Communities are the most important factors for decentralized models and it is essential for each individual to feel equal during its formation. Commitment to culture or structure, not leaders or teams, triggers the formation of the community. For example, People may give negative feedback on Bitcoin, but the negative feedback we hear about Satoshi Nakamoto is very small. The founder or developer team should be the trigger and withdraw after a certain phase. This is what Satoshi did for Bitcoin. (https://satoshi.nakamotoinstitute.org/posts/-You can link it with the last post date.)
We think that we should move away from leadership-based or core team-based structures and evolve towards collective structures by leaving traditional mindsets. The trigger should be individuals or teams, but sustainability is compromised when development is thought to depend on them. Community members will want to feel that their involvement is meaningful and has an impact on the structure they support. In the shared statistics, it has been determined that the participation in the governance voting is low and the interaction decreases as the number of community members increases.

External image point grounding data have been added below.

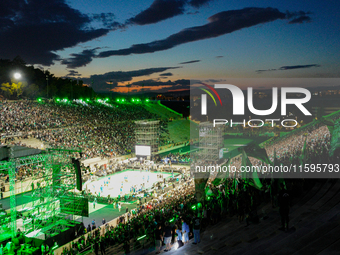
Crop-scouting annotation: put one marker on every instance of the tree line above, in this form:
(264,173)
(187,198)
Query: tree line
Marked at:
(35,82)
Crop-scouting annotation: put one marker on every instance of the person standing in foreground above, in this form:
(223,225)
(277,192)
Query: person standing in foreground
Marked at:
(158,238)
(197,227)
(185,230)
(167,236)
(284,204)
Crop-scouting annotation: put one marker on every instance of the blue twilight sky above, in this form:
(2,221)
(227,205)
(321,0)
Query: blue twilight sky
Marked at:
(160,45)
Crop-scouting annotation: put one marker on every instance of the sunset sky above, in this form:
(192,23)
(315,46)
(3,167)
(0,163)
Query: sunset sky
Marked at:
(161,45)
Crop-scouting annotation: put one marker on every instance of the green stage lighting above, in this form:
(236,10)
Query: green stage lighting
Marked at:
(139,238)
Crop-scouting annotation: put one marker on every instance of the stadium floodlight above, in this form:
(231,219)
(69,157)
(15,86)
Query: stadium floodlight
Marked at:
(17,76)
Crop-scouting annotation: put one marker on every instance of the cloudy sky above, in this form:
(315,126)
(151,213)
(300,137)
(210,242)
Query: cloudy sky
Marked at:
(161,45)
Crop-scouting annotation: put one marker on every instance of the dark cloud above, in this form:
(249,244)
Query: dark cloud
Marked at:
(99,81)
(298,67)
(198,3)
(166,74)
(189,62)
(193,13)
(159,10)
(73,73)
(219,24)
(80,59)
(36,29)
(107,19)
(151,82)
(283,68)
(298,17)
(301,19)
(265,70)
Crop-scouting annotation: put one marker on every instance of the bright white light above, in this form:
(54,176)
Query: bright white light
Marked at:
(17,75)
(143,150)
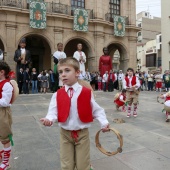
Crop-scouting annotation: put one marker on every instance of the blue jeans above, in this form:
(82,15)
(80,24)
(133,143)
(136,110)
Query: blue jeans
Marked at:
(34,86)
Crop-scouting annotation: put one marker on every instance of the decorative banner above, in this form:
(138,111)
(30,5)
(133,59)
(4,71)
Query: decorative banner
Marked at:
(37,14)
(119,26)
(80,20)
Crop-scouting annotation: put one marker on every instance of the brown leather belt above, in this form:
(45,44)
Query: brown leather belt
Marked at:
(99,146)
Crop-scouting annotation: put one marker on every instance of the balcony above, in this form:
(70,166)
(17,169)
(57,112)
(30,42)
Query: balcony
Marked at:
(52,7)
(11,3)
(110,17)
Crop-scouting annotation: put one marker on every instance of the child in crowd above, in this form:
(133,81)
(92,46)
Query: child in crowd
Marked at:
(131,84)
(166,104)
(6,91)
(74,108)
(99,79)
(120,100)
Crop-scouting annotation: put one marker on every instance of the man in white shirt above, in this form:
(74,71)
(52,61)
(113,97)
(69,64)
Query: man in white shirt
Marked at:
(81,57)
(131,84)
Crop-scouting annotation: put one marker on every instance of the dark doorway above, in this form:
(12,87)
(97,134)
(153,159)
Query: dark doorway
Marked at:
(71,47)
(40,52)
(35,62)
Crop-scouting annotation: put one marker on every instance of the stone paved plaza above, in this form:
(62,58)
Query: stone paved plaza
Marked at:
(146,138)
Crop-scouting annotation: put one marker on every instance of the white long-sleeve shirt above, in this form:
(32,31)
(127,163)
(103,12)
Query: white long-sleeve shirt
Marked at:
(6,95)
(130,84)
(73,122)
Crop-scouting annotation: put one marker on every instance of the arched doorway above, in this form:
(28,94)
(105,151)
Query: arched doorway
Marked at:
(40,52)
(71,47)
(119,56)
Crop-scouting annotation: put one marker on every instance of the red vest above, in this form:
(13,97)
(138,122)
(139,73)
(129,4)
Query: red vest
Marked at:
(133,82)
(113,76)
(83,105)
(167,98)
(1,86)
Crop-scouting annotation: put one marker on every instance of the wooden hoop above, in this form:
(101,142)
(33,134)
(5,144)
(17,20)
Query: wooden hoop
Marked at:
(99,146)
(159,101)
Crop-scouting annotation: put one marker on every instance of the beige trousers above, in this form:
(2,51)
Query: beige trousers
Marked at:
(75,155)
(5,124)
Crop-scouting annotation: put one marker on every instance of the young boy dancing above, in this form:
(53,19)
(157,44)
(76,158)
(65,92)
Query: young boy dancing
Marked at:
(6,91)
(131,83)
(74,108)
(120,100)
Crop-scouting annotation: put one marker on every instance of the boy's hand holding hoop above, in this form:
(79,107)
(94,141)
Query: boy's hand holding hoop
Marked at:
(99,146)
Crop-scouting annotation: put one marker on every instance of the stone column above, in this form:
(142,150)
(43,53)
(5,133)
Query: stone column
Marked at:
(99,44)
(132,53)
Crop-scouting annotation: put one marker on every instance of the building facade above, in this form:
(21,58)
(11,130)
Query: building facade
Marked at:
(148,55)
(150,27)
(165,25)
(42,43)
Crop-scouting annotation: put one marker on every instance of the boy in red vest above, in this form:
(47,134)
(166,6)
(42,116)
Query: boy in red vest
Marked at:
(6,91)
(74,108)
(166,104)
(120,100)
(131,83)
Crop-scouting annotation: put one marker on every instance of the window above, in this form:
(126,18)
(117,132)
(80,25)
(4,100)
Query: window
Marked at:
(151,60)
(78,3)
(114,7)
(139,25)
(139,33)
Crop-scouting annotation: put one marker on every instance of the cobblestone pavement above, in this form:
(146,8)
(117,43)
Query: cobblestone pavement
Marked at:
(146,138)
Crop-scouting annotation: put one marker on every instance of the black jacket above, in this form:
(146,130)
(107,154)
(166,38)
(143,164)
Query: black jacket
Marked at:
(18,54)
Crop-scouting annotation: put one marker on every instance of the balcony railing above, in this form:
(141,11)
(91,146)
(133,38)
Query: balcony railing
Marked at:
(51,7)
(110,17)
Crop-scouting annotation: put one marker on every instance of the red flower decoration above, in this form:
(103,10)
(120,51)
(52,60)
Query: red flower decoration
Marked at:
(11,74)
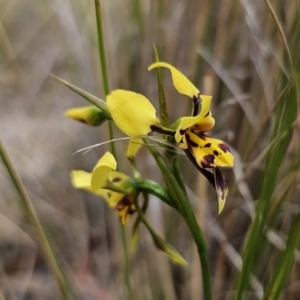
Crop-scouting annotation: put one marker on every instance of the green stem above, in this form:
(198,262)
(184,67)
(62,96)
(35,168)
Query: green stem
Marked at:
(64,285)
(153,188)
(111,134)
(187,212)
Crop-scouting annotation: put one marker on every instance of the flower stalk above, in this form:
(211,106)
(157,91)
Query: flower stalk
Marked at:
(111,134)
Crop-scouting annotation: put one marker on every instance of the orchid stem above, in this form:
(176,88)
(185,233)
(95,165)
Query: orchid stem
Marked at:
(111,135)
(186,211)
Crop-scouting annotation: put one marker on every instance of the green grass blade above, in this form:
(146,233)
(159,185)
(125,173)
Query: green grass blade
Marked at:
(89,97)
(65,288)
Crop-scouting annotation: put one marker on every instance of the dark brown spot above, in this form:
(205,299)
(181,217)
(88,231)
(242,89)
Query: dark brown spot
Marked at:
(127,200)
(160,130)
(224,147)
(190,142)
(207,161)
(199,133)
(116,179)
(182,131)
(220,183)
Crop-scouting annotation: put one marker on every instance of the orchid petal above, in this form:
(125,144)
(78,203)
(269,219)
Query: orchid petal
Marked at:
(209,152)
(133,113)
(221,188)
(134,146)
(100,172)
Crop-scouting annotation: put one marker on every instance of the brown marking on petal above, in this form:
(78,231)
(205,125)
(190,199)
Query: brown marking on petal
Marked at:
(182,131)
(197,101)
(224,147)
(116,179)
(197,129)
(207,161)
(127,200)
(82,121)
(220,182)
(190,142)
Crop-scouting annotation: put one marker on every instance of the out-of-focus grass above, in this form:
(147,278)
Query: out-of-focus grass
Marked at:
(232,50)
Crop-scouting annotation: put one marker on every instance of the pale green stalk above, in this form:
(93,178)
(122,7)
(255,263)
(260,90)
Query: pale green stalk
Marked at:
(65,288)
(111,133)
(187,212)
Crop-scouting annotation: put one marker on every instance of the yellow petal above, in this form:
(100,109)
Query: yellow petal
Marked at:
(209,152)
(181,83)
(117,177)
(125,209)
(90,115)
(203,122)
(111,197)
(205,105)
(100,172)
(134,146)
(133,113)
(81,180)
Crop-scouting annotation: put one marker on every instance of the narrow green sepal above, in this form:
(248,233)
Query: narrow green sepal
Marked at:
(136,225)
(90,115)
(101,104)
(124,187)
(153,188)
(168,249)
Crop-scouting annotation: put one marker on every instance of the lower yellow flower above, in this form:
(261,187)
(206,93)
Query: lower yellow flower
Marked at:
(96,182)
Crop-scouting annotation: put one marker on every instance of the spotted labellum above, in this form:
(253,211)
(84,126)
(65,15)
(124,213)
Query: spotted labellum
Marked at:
(135,116)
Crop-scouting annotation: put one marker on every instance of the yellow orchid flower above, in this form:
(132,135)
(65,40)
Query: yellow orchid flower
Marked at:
(135,116)
(204,151)
(96,182)
(132,113)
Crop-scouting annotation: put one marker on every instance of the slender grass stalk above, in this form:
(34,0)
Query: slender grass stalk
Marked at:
(65,288)
(187,212)
(111,134)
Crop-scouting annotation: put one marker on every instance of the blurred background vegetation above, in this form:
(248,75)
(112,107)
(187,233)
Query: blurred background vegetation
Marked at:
(244,53)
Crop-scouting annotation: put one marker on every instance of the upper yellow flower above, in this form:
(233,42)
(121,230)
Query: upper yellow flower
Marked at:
(96,182)
(135,116)
(133,113)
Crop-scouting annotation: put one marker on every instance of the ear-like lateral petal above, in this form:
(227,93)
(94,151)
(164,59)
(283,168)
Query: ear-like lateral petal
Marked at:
(180,81)
(209,152)
(133,113)
(111,197)
(100,172)
(221,188)
(81,180)
(201,124)
(134,146)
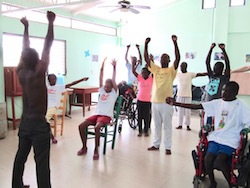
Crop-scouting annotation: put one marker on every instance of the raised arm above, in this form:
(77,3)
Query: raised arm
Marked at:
(242,69)
(140,57)
(171,102)
(227,70)
(43,66)
(146,57)
(177,52)
(126,55)
(209,70)
(134,66)
(26,40)
(101,72)
(113,62)
(76,82)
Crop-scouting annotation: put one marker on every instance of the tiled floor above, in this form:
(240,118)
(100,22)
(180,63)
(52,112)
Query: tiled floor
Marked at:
(129,165)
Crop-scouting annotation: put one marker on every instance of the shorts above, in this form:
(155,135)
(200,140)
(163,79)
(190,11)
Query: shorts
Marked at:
(99,118)
(216,148)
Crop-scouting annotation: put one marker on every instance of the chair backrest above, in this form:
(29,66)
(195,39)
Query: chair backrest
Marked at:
(63,104)
(117,107)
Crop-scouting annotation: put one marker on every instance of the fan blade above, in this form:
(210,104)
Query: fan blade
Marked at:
(110,6)
(85,7)
(140,6)
(133,10)
(114,10)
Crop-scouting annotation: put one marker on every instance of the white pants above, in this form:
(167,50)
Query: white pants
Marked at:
(184,111)
(162,115)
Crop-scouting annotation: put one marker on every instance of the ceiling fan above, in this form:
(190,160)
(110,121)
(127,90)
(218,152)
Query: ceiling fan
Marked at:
(126,6)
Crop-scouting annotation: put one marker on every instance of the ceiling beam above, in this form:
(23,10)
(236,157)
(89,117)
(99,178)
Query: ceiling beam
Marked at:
(52,6)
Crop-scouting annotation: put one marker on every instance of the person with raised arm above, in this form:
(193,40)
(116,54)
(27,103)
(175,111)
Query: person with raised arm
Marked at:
(34,131)
(163,78)
(216,77)
(231,116)
(104,110)
(145,82)
(131,78)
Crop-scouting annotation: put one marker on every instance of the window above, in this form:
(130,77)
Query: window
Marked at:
(206,4)
(234,3)
(12,48)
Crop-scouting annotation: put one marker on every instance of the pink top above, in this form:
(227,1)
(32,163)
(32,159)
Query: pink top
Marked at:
(145,87)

In structures that implement on-chain governance, on-chain voting decisions are required for the desired actions in protocol contracts, groups, or treasuries.
Changes are necessary for sustainability and logically if there is governance there should be non-symbolic decisions that the governance will implement. There should not be top management that bypasses these decisions.
It is a good alternative in the ecosystem to carry out development and alternative business activities with the groups to be created. Community treasury is a must for PODs needs.
Delegation is important for on-chain management. It is the situation in which the members of the community transfer or withdraw their voting rights by appointing a delegator. Wallet addresses are designated as a delegator for community members can participate in the elections and bid. Anyone with or without otta tokens can request delegations from other people. He can do this to bid or be more effective in voting.
“ Collusion resistance — it is much harder for participants in decentralized systems to collude to act in ways that benefit them at the expense of other participants, whereas the leaderships of corporations and governments collude in ways that benefit themselves but harmless well-coordinated citizens, customers, employees, and the general public all the time.” (https://medium.com/@VitalikButerin/the-meaning-of-decentralization-a0c92b76a274 )
Due to initial VC investments in decentralized protocols, certain rights are automatically assigned to these VCs in voting due to their token ownership. Higher entitlement rights in VCs’ governance decisions unbundles the community. However, the community will still be suspicious if the founding team or the developer (labs) have percentages of tokens that will be effective in management.
The VC and the founding team can collude with an online meeting and reject or change a community request by voting against a decision made by the community. You may be thinking about game theory concepts, but the emergence of a conflict of interest in the -VC — founding team and community triangle is not a distant scenario.
Community members think that there is centrality in decentralization for this or reasons that we have not discovered until now, and they have difficulty making sense of their participation.
Decentralized communities that have only the community at their center will build the future.